淫妖奇譚 肆

01


 時は平安、処は京。
 姿は狩衣に袴、烏帽子はなく、長い髪を首の後ろでひとつに結う。

 ──そのいつもの姿は、形もない。

 当然だ。まだ夜の明け切らぬ早朝、ほとんどの者が夢の中。
 だが。


(…)
 双葉は茫然と、綿入れに眠る己の寝顔を見つめていた。


(生霊…いや、離魂病か)

 名の通り、正式に言うと妖ではない。だが、怪異として知られるものだ。
 陰陽師として冷静に判断は下しつつも、焦りを感じざるを得ない。


 離魂病は『躯』に邪気が入り込み、こうして『魂』が追い出されることによって起きる。

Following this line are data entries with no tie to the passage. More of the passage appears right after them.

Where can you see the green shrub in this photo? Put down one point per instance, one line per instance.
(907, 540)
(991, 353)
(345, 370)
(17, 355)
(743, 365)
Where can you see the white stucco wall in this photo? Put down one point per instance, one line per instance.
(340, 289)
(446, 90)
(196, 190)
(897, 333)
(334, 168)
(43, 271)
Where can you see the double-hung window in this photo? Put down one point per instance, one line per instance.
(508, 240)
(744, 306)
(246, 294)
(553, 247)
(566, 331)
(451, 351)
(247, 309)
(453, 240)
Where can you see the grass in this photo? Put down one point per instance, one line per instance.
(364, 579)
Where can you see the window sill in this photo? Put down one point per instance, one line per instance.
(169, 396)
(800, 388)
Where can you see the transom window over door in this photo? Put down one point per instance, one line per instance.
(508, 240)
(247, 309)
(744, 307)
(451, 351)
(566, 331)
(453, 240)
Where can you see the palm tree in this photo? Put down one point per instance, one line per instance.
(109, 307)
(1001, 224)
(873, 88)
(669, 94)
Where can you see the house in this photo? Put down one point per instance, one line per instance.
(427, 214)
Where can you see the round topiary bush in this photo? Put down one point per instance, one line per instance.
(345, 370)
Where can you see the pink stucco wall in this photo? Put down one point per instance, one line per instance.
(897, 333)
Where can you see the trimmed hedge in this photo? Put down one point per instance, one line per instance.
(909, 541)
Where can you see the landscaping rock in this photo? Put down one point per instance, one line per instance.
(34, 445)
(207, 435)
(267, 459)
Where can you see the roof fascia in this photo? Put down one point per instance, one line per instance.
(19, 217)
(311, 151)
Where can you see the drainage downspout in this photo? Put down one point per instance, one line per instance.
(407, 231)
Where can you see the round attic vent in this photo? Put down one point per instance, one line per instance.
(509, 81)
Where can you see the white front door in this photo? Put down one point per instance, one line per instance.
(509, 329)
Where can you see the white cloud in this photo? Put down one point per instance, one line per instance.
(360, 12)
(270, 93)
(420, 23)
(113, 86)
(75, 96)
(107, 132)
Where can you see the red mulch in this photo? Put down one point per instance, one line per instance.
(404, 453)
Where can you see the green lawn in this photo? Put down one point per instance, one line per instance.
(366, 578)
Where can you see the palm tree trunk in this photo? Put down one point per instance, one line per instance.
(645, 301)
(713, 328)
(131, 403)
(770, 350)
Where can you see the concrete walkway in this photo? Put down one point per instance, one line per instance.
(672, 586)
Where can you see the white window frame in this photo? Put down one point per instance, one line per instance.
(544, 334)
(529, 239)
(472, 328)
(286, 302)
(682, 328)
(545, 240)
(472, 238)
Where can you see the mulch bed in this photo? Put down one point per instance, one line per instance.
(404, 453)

 先だってからの体調不良が元であれば良いが、もしもこれが、他者からの呪いならば?

 『躯』がなにを仕出かすか分からぬうえ、『魂』の声は現(うつつ)には届かないのだと言う。無論極力頼りたくはないが、双葉の魂に棲む犬神に、届くかどうか。

 なんとか『躯』に戻れぬものか。足の先から糸のようなものが伸びて、同じように『躯』の足の先に繋がっている。これが切れたら死ぬのだろうか。『魂』である双葉の躯は浮いていて自由になるが、物には触れられない。

 丁寧に観察をとふよふよ『躯』の周りを浮きながら確認していると、ぱちッ! と『躯』の瞼が開いた。
 そして『魂』の双葉と視線を合わせ、にィと邪悪な笑みを刻んで見せた。


(! マズいな…)


 中に入っているのは邪気、当然性質の良いものではない。だが双葉個人に悪意を向けているとするならば、俄然呪いの可能性が高くなる。

 『躯』は寝間着である浴衣のまま文机を探り、墨を磨った。そこにいくつかの草の粉末のようなものを混ぜて、


(ッ!? なん!?)


 はらりと突然浴衣を脱いだ。そして混ぜものをした墨で、『躯』は己の下腹に躊躇いも戸惑いもなく、さらさらと複雑な法陣を描いていく。


(んッ…ん、つ、冷た…)


 どうやら『躯』と『魂』の感覚は繋がっているらしく、腕の動きは『魂』にまで反映されることはないようだが、冷感や触感は伝わって来るし、ぱさりと『魂』の浴衣も肌蹴た。
 自分の意思が介在しない動きは『魂』にも反映されるということなのか。